FTC Sues 'Middlemen' For Inflating Insulin Drug Prices
The suit accuses the "Big Three" of steering diabetes patients toward high-priced insulin to benefit their bottom lines
The Federal Trade Commission on Friday sued three of the largest prescription drug middlemen, accusing the health companies of steering diabetes patients toward higher-priced insulin to increase their profits.
The three - CVS Health's Caremark, UnitedHealth Group's Optum, and Cigna's Express Scripts - are known as prescription drug benefit managers (PBMs).
The FTC said they engaged in "anticompetitive and unfair rebating practices that have artificially inflated the list price of insulin drugs, impaired patients' access to lower list price products, and shifted the cost of high insulin list prices to vulnerable patients," the FTC said in a release.
It said the "Big Three" administer about 80% of all prescriptions in the United States.
The trio of PBMs used a "perverse drug rebate system" that placed priorities on high rebates from drug makers that led to artificially inflated insulin prices.
Even when lower price insulin products were available that would have been more affordable for patients, the three companies excluded them in favor of high cost, highly rebated insulin products that allowed them "to line their pockets while certain patients are forced to pay higher out-of-pocket costs for insulin medication," the FTC said.
"Millions of Americans with diabetes need insulin to survive, yet for many of these vulnerable patients, their insulin drug costs have skyrocketed over the past decade thanks in part to powerful PBMs and their greed," Rahul Rao, deputy director of the FTC's Bureau of Competition, said in a statement.
The Biden administration has touted its work in mandating $35 monthly caps on insulin for Americans on Medicare, which has been adopted by some private insurers.
More than 7 million Americans need insulin to survive.
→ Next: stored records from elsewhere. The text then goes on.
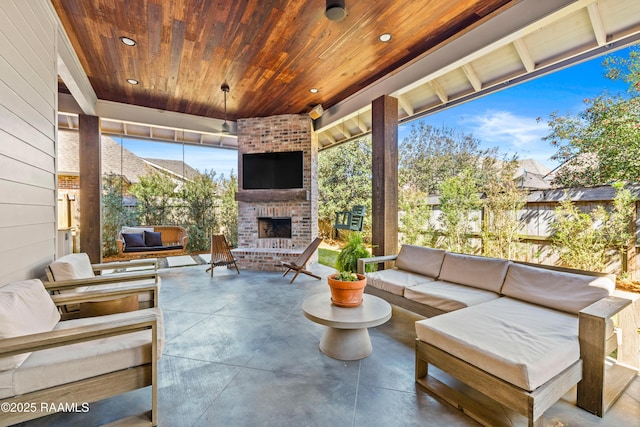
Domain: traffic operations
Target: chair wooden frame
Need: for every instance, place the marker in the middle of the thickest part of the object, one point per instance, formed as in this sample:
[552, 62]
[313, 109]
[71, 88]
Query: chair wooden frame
[221, 253]
[352, 220]
[130, 279]
[299, 264]
[89, 389]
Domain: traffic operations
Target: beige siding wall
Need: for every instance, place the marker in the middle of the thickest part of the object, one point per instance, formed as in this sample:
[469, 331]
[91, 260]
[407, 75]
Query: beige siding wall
[28, 104]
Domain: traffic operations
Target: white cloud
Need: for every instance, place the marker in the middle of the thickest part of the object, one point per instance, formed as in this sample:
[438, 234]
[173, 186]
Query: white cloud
[503, 128]
[520, 135]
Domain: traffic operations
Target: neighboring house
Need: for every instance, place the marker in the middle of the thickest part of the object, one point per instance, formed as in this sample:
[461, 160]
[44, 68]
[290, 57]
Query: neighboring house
[115, 160]
[178, 170]
[532, 175]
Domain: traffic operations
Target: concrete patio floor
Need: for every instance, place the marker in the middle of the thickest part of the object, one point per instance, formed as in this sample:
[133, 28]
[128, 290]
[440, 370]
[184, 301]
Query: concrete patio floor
[239, 352]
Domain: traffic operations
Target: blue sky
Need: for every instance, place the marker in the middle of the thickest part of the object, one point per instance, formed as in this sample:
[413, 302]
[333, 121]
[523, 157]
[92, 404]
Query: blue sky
[508, 119]
[505, 119]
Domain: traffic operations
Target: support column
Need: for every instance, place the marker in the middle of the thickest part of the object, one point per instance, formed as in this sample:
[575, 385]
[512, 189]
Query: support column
[385, 176]
[90, 187]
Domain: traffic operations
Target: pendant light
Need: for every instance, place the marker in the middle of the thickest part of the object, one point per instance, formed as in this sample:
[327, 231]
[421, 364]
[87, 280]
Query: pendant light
[335, 10]
[225, 126]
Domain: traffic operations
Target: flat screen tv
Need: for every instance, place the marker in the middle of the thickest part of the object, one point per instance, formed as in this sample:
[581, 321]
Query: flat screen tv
[278, 170]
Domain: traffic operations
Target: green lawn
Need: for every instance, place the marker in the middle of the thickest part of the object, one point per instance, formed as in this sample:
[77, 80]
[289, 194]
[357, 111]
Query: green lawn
[327, 257]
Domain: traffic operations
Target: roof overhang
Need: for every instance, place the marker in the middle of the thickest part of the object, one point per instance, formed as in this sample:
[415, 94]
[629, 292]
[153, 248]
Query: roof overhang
[528, 40]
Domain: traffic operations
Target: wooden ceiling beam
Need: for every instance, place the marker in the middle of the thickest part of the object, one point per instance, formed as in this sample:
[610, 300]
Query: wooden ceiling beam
[406, 106]
[596, 22]
[472, 76]
[525, 55]
[439, 90]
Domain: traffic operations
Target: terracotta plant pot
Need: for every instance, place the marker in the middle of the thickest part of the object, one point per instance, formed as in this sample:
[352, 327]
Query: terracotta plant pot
[347, 294]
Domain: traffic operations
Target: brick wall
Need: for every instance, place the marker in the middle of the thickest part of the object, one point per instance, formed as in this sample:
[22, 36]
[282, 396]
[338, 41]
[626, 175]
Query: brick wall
[68, 182]
[276, 134]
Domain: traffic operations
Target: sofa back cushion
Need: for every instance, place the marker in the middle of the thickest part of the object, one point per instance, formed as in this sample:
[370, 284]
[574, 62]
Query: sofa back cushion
[564, 291]
[479, 272]
[25, 308]
[72, 266]
[420, 260]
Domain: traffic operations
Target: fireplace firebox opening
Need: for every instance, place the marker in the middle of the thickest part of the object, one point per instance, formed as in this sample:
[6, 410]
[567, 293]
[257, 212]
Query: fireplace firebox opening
[270, 227]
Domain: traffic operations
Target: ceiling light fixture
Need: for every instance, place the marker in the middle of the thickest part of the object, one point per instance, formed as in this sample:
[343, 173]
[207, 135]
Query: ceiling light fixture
[335, 10]
[128, 41]
[225, 126]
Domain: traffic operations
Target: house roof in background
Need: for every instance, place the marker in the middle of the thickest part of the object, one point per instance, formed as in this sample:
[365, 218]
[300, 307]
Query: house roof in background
[115, 158]
[176, 168]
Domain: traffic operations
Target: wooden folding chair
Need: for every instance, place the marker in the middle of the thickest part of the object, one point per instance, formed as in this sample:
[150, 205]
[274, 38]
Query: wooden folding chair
[220, 253]
[300, 263]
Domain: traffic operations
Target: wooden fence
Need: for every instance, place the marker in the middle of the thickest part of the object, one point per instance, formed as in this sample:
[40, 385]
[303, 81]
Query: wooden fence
[536, 224]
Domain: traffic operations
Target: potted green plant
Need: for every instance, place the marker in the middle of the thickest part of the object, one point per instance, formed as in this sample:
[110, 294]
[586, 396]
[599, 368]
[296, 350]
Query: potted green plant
[347, 286]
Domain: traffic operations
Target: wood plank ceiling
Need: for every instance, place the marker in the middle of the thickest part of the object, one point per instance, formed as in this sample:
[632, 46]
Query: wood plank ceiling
[270, 52]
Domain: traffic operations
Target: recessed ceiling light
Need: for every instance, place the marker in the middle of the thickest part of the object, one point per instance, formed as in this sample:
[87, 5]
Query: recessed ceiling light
[128, 41]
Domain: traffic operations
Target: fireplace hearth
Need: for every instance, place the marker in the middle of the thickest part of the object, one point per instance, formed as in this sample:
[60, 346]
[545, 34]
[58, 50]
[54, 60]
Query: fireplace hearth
[274, 228]
[276, 224]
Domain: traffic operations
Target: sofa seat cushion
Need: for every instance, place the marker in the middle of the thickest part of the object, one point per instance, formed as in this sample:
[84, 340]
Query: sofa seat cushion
[62, 365]
[395, 281]
[420, 260]
[138, 230]
[72, 266]
[521, 343]
[448, 296]
[25, 308]
[479, 272]
[151, 248]
[559, 290]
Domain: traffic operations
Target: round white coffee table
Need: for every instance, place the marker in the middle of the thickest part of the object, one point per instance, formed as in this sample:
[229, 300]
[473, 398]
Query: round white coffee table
[346, 336]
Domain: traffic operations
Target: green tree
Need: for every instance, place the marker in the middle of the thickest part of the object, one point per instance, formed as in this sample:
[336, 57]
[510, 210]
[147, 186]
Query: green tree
[428, 156]
[602, 143]
[344, 180]
[114, 213]
[583, 239]
[502, 202]
[199, 194]
[459, 199]
[154, 193]
[414, 225]
[229, 208]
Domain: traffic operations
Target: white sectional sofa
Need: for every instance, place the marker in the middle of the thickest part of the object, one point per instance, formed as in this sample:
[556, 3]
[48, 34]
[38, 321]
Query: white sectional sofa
[521, 334]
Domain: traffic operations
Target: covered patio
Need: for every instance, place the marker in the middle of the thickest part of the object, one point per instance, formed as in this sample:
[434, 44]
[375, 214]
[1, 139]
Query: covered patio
[239, 352]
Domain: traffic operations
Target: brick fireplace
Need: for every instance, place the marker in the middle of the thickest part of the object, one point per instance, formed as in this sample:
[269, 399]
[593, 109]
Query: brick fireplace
[276, 223]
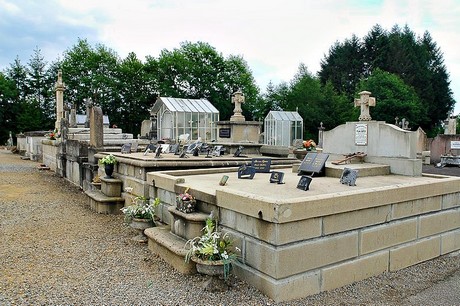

CVS called the FTC's legal action "simply wrong" and said the company has worked to make drug prices affordable.
"We stand by our record of protecting American businesses, unions, and patients from rising prescription drug prices," David Whitrap said in a statement to Reuters.
Cigna Chief Legal Officer Andrea Nelson said the FTC's suit could drive prices higher.
It "continues a troubling pattern from the FTC of unsubstantiated and ideologically-driven attacks on pharmacy benefit managers," she said in a statement to Bloomberg Law.
Elizabeth Hoff, a spokesperson for UnitedHealth's Optum, said the suit "demonstrates a profound misunderstanding of how drug pricing works," Bloomberg Law reported.